I wouldn't know, I never take chemicals out of the lab.

>not roaming the woods with an erection, a grin and half a liter of hydrochloric acid.
why even be a geologist?

I'm not.

I once had the bright idea to clean my kettle with some conc. HCl. It worked beautifully until I realised I spilled a drop on the nylon filter and melted it into a blob.

>no pics

I thought that was more or less the accepted theory.

I clean all my glassware with concentrated acids.

What's the difference between geology and geophysics?
Which one has more job openings for a bachelors?

...

very accurate
t. paleofag

Saved. Next time someone asks me the difference I'm sending them this.

>u double dot
That makes me sick.
That being said, I'm actually right in the middle there. Working at Berkeley on a portion of MATERHORN related research, specifically re: WRF-IBM.

> not using Newton's notation for Newton's laws
:^)

I'm finishing my PhD in geochem this year. Good luck to all on the job hunt, things are pretty grim these days...

it's always been cyclical.
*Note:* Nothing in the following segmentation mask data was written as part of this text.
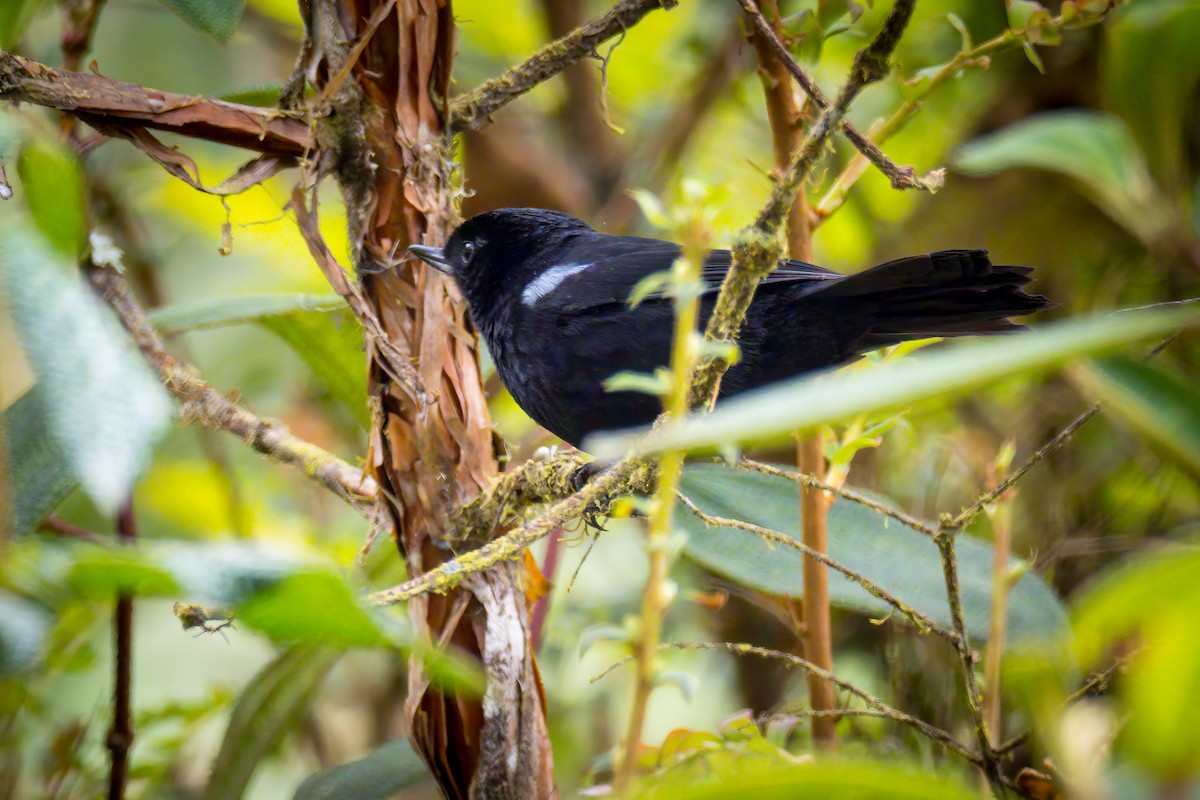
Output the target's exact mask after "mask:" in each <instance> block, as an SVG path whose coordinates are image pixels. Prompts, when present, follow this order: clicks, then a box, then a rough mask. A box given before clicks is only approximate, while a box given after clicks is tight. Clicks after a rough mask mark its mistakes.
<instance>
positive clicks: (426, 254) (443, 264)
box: [408, 245, 454, 276]
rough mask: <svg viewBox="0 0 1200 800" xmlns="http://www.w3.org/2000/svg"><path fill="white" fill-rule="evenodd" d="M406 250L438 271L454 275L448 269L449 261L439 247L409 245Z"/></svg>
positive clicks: (448, 268)
mask: <svg viewBox="0 0 1200 800" xmlns="http://www.w3.org/2000/svg"><path fill="white" fill-rule="evenodd" d="M408 252H409V253H412V254H413V255H415V257H416V258H419V259H421V260H422V261H425V263H426V264H428V265H430V266H432V267H433V269H434V270H437V271H438V272H442V273H443V275H450V276H452V275H454V271H452V270H451V269H450V261H448V260H446V257H445V253H443V252H442V248H440V247H430V246H428V245H409V247H408Z"/></svg>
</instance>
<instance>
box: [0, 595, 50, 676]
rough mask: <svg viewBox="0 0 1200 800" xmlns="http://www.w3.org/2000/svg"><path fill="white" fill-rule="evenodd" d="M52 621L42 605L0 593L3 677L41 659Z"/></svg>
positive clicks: (0, 612)
mask: <svg viewBox="0 0 1200 800" xmlns="http://www.w3.org/2000/svg"><path fill="white" fill-rule="evenodd" d="M53 620H54V618H53V616H52V615H50V613H49V612H48V610H46V609H44V608H42V607H41V606H38V604H36V603H32V602H30V601H28V600H25V599H24V597H19V596H17V595H14V594H11V593H7V591H0V675H8V674H11V673H14V672H19V670H22V669H25V668H28V667H30V666H32V664H34V663H35V662H36V661H37V660H38V658H40V657H41V655H42V651H43V650H44V645H46V637H47V634H48V632H49V628H50V622H53Z"/></svg>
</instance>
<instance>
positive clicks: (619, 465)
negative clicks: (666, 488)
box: [370, 457, 655, 606]
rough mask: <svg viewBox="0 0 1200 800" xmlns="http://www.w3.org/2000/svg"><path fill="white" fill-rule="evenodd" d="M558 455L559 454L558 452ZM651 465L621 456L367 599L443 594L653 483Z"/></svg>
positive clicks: (409, 596) (639, 461)
mask: <svg viewBox="0 0 1200 800" xmlns="http://www.w3.org/2000/svg"><path fill="white" fill-rule="evenodd" d="M559 458H562V457H559ZM654 473H655V469H654V464H653V463H652V462H649V461H647V459H642V458H626V459H624V461H620V462H618V463H616V464H613V465H612V467H610V468H608V469H606V470H605V471H604V473H601V474H600V475H598V476H596V477H595V479H593V480H592V482H590V483H588V485H587V486H584V487H583V488H582V489H580V491H578V492H576V493H575V494H572V495H571V497H569V498H566V499H564V500H559V501H558V503H556V504H554V505H552V506H551V507H550V509H547V510H546V511H545V512H542V513H541V515H539V516H538V517H536V518H535V519H533V521H530V522H528V523H526V524H524V525H521V527H520V528H517V529H515V530H512V531H509V533H508V534H505V535H504V536H500V537H499V539H496V540H492V541H491V542H488V543H487V545H484V546H482V547H480V548H479V549H474V551H470V552H469V553H463V554H462V555H460V557H458V558H455V559H452V560H450V561H446V563H445V564H442V565H440V566H438V567H436V569H433V570H430V571H428V572H422V573H421V575H419V576H416V577H414V578H412V579H409V581H407V582H404V583H402V584H400V585H398V587H392V588H391V589H384V590H383V591H377V593H374V594H372V595H371V596H370V600H371V602H373V603H376V604H380V606H386V604H391V603H400V602H404V601H406V600H410V599H412V597H415V596H416V595H421V594H425V593H427V591H434V593H439V594H442V593H446V591H449V590H451V589H454V588H455V587H457V585H458V584H461V583H462V582H463V579H464V578H467V577H468V576H472V575H474V573H476V572H484V571H485V570H490V569H492V567H493V566H496V565H497V564H499V563H500V561H511V560H512V559H517V558H520V557H521V553H523V552H524V551H526V548H528V547H529V546H530V545H533V543H534V542H536V541H539V540H542V539H545V537H546V536H550V535H551V534H552V533H554V531H556V530H558V529H559V528H562V527H563V525H565V524H568V523H570V522H572V521H575V519H580V518H582V517H583V516H584V515H588V513H604V512H605V511H606V510H607V509H608V507H610V505H611V504H612V500H613V498H618V497H622V495H624V494H631V493H634V492H646V491H649V488H650V487H652V486H653V485H654Z"/></svg>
I used to work in metals mining until that tanked and I crossed over to environmental and remediation.

If nobody's getting paid to dig holes you can bet someone's getting paid to fill some in.

Out of 80 graduates this year, only two of us (me and one other) -want- to do environmental geology work.

Not saying we'll get jobs, but we're keen and the others aren't.

Like I said, I started off in mining. I liked the pay.

then I found out how much environmental contractors charge and I started my own firm and haven't looked back. I've made millions. Or at least my company has and continues to.

I personally retired at 32 and spend most of my time shitposting on Veeky Forums when I'm not vacationing somewhere tropical with coral reefs to photograph.

not that anyone here is likely to believe my claims, but you can instead just talk to environmental contractors anywhere. I'm pretty sure I'm not the only one.

Op, I acknowledge that this thread is shit but why did you people reply?

I want to continue after my undergraduate into planetary geology. I'm hoping to get an early start on asteroid mining and planetary mineral exploration.

Yup.

Hey fuck you I'm a nice guy

looking to hire a geochemist PhD, user?

best of luck with that. I fear you may be old before that one really booms.
sorry, no. I wouldn't know what to do with you, you're way overqualified for my crew. The companies and government agencies I work for might though.

I'm the first guy....
What about a masters graduate with a thesis focusing on geochemistry?

Or more realistically, any tips on where to apply? I'm looking for outside the country (Australia) as that's a good 1/4 the reason I chose to quit my career, give up a promotion and drive 3,500km to move states and commence study after all.